2. The retry mechanism allows the second retry for the same job (https://cs.corp.google.com/chromeos_public/src/third_party/autotest/files/server/cros/dynamic_suite/suite.py?q=has_following_retry&sq=package:%5Echromeos_(internal%7Cpublic)$&l=188), 
but check the job's status not to be 'RETRIED' (https://cs.corp.google.com/chromeos_public/src/third_party/autotest/files/server/cros/dynamic_suite/suite.py?q=has_following_retry&sq=package:%5Echromeos_(internal%7Cpublic)$&l=152), 
which I feel is a bug, but don't know whether there're some other design in it.

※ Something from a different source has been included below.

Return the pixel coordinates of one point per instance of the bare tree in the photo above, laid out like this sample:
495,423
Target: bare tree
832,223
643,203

We can either let the status.log not print line like 'INFO	----	----	timestamp=1492610586	job_abort_reason=Aborting...' anymore, or change the retry mechanism if there's no more consideration in it. I prefer the second one.
https://chromium-review.googlesource.com/c/483030/ is made for fix "retrying twice".
The chrome version was just unpinned  crbug.com/713531 
Project Member Comment 42 by bugdroid1@chromium.org, Apr 20
The following revision refers to this bug:
  https://chromium.googlesource.com/chromiumos/third_party/autotest/+/bf854f881b4abfc79bc1eb2b9dd5aa368b40a136

commit bf854f881b4abfc79bc1eb2b9dd5aa368b40a136
Author: xixuan <xixuan@chromium.org>
Date: Thu Apr 20 19:20:24 2017

autotest: Retry only once for the same job.

Current retry strategy retry twice for the same job, and fail to execute
the second one. This CL changes the retry to only execute once.

BUG=chromium:713004
TEST=Ran unittest.

Change-Id: I4f1352963c60e80e11c2319eae52b6677288ab9c
Reviewed-on: https://chromium-review.googlesource.com/483030
Reviewed-by: Ningning Xia <nxia@chromium.org>
Commit-Queue: Xixuan Wu <xixuan@chromium.org>
Tested-by: Xixuan Wu <xixuan@chromium.org>

[modify] https://crrev.com/bf854f881b4abfc79bc1eb2b9dd5aa368b40a136/server/cros/dynamic_suite/suite.py

Update on what's known:

At this point, we believe the underlying symptom (the errors
that say "probably lost connectivity") is caused by too much
network load on the shard serving the test.  We believe the
extra load is coming from Chrome crashes (see  bug 713856 ).
We believe that the asymmetric ingress/egress numbers are caused
by failed offloads being retried (the retries try to transmit
the entire results every time).

Pinning Chrome should have stopped the crashes, but there are
multiple sources of test requests, and some of them are still
requesting testing for builds that contain the Chrome bug.  That
means that load has gone down, but not yet vanished.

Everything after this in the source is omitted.